Le bleu froid et dur du regard inquisiteur de la vieille dame qui me fait face ne me met même plus mal à l'aise. L'habitude, sûrement. Ses mains fripées sont prudemment posées sur les épaules d'une fillette d'environ huit ans. «Ne t'approche pas d'elle Frau, tu entends ?».
Oui, c'est ainsi que l'on me voit ici. Je suis une malade pour certains, une droguée pour d'autres, néanmoins par moments certains me traitent avec pitié, d'autres ne me jugent même pas. Ces derniers-là, je les préfère.
Cela fait deux ans bientôt que tout est censé avoir pris fin, pourtant chaque fois que je m'endors, je me réveille avant le soleil, effrayée et en sueur agrippant mes draps d’une telle vigueur qu’il m’en faut de nouveaux chaque mois. Et c’est l’écho ténu des prières désespérées m’appelant au loin qui m’éveille. Mes souvenirs sont là pour me rappeler où j'étais, comme un pays natal quitté qui vous hante et qui vous manque déjà. Mais le camp ne me manque pas, moi. Loin de là. Pourtant la vie, en dehors, n'est que légèrement plus rosée. Il n'y a plus de cadavres par terre, plus de cris déchirants envoyés au loin espérant atteindre l'oreille d'une sorte de figure héroïque inexistante, mais les gens sont froids, distants. Les curieux rôdent autour de moi, m'examinent, en déduisent ceci ou cela mais ne s'approchent à guère plus de deux mètres et déguerpissent. Les enfants me posent des tas de questions maladroites, l’œil hagard, vif et intrigué, et j'essaie tant bien que mal de leur répondre sans trop les heurter. Les incurieux, eux, sont apathiques. Ils savent, mais ils ignorent.

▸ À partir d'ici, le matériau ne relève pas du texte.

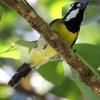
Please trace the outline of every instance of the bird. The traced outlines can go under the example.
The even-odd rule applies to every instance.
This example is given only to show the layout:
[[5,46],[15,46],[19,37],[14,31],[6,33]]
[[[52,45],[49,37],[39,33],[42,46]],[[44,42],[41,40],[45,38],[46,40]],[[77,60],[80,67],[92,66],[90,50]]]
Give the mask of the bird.
[[[87,5],[88,0],[74,2],[63,18],[55,19],[50,23],[51,29],[56,35],[59,34],[69,47],[72,47],[77,40]],[[50,61],[50,59],[54,59],[58,56],[59,54],[41,36],[33,45],[33,49],[30,51],[25,63],[17,69],[8,84],[11,87],[15,87],[32,69],[36,69]]]

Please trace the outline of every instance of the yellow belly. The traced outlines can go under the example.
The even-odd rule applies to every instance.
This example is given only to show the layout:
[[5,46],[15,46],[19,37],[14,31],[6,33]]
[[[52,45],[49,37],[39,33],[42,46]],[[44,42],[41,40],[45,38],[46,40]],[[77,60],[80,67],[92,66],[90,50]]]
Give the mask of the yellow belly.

Je crois bien qu’il s’agissait d’un mardi matin, lorsqu’une main vigoureuse s’abattit sur mon épaule, empoigna mon habit et me souleva de terre. Tout d’abord, j’ai cru qu’il était question d'un homme. Pourtant, c'était une femme. Qui l'eût cru ?
La bouche craquelée et grise de l'inconnue grimaçait en me regardant. Une expression de dégoût non dissimulée envahit son visage tout entier.
«Que viens-tu faire ici ? Ne vois-tu donc pas que tu n'as ta place nulle part ?»
dit la chose avec véhémence. Pourtant, je ne faisais rien de nuisible.
Est-ce si terrible de nourrir les pigeons de l'Englischer Garten ?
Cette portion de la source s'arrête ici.